The first person who witnessed the scene had it made her laugh. She was very pleased. This person had not seen


# Ejemplo 4: Decoder para chat interactivo en Colab

In [None]:
def chat_with_model():
    print("💬 Bienvenido al chat con GPT2-mini. Escribe 'exit' para salir.\n")
    while True:
        user_input = input("Tú: ")
        if user_input.lower() == "exit":
            break
        inputs = tokenizer(user_input, return_tensors="pt")
        outputs = model.generate(**inputs, max_length=60, pad_token_id=tokenizer.eos_token_id)
        print("🤖 Modelo:", tokenizer.decode(outputs[0], skip_special_tokens=True))

chat_with_model()


💬 Bienvenido al chat con GPT2-mini. Escribe 'exit' para salir.

Tú: hola
🤖 Modelo: hola
Tú: how are you?
🤖 Modelo: a sexy person
Tú: exit


# Ejemplo 5: Decoder con dataset propio

In [None]:
from datasets import Dataset

# Pequeño dataset de frases propias
texts = [
    "Artificial Intelligence will change the world.",
    "Machine learning is a subset of AI.",
    "Transformers are powerful architectures."
]

dataset = Dataset.from_dict({"text": texts})

# Tokenización con labels
def tokenize_function(examples):
    tokens = tokenizer(examples["text"], truncation=True, padding="max_length", max_length=30)
    tokens["labels"] = tokens["input_ids"].copy()
    return tokens

tokenized_dataset = dataset.map(tokenize_function, batched=True)
print(tokenized_dataset[0])


In [None]:
from transformers import AutoModelForCausalLM, TrainingArguments, Trainer

# Cargar un modelo pequeño para pruebas (rápido en Colab)
model = AutoModelForCausalLM.from_pretrained("distilgpt2")

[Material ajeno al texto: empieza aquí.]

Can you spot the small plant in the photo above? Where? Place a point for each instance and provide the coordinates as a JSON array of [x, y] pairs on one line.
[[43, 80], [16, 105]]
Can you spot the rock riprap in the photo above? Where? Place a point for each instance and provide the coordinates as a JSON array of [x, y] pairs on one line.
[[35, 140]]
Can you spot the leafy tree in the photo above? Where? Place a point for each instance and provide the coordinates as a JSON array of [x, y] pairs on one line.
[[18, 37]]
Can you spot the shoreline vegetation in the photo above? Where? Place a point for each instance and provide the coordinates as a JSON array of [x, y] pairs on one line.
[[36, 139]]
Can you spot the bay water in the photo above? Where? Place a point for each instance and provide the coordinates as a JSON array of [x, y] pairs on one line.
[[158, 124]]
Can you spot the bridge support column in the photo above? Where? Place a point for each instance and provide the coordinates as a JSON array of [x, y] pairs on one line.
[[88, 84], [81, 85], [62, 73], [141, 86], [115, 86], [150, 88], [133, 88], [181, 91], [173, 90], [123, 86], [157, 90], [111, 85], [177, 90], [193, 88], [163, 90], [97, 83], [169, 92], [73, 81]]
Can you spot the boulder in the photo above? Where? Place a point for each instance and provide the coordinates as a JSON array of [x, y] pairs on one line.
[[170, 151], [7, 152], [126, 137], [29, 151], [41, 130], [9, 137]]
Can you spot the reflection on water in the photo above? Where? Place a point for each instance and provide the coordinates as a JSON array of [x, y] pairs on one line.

training_args = TrainingArguments(
    output_dir="./results_decoder",
    per_device_train_batch_size=2,
    num_train_epochs=1,
    logging_steps=5,
    report_to="none"  # evita usar wandb
)

trainer = Trainer(
    model=model,
    args=training_args,
    train_dataset=tokenized_dataset,
    eval_dataset=tokenized_dataset,
    tokenizer=tokenizer,
)

trainer.train()





  trainer = Trainer(


Step,Training Loss


TrainOutput(global_step=2, training_loss=6.524113655090332, metrics={'train_runtime': 27.9172, 'train_samples_per_second': 0.107, 'train_steps_per_second': 0.072, 'total_flos': 22965534720.0, 'train_loss': 6.524113655090332, 'epoch': 1.0})

In [None]:
prompt = "Artificial Intelligence"
inputs = tokenizer(prompt, return_tensors="pt")

outputs = model.generate(
    **inputs,
    max_length=40,
    num_return_sequences=1,
    temperature=0.7,
    top_p=0.9
)

print(tokenizer.decode(outputs[0], skip_special_tokens=True))

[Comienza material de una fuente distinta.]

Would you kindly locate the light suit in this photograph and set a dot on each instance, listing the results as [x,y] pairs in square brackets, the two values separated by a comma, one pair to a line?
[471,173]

The following generation flags are not valid and may be ignored: ['temperature', 'top_p']. Set `TRANSFORMERS_VERBOSITY=info` for more details.
Setting `pad_token_id` to `eos_token_id`:50256 for open-end generation.


Artificial Intelligence (AI) is a technology that is designed to help people to understand and understand the world.




















Próximos pasos:
Probar modelos como:

distilgpt2 → demo rápido.

gpt2 o facebook/opt-125m → para resultados un poco mejores.

bigscience/bloom-560m → para ver generación en español.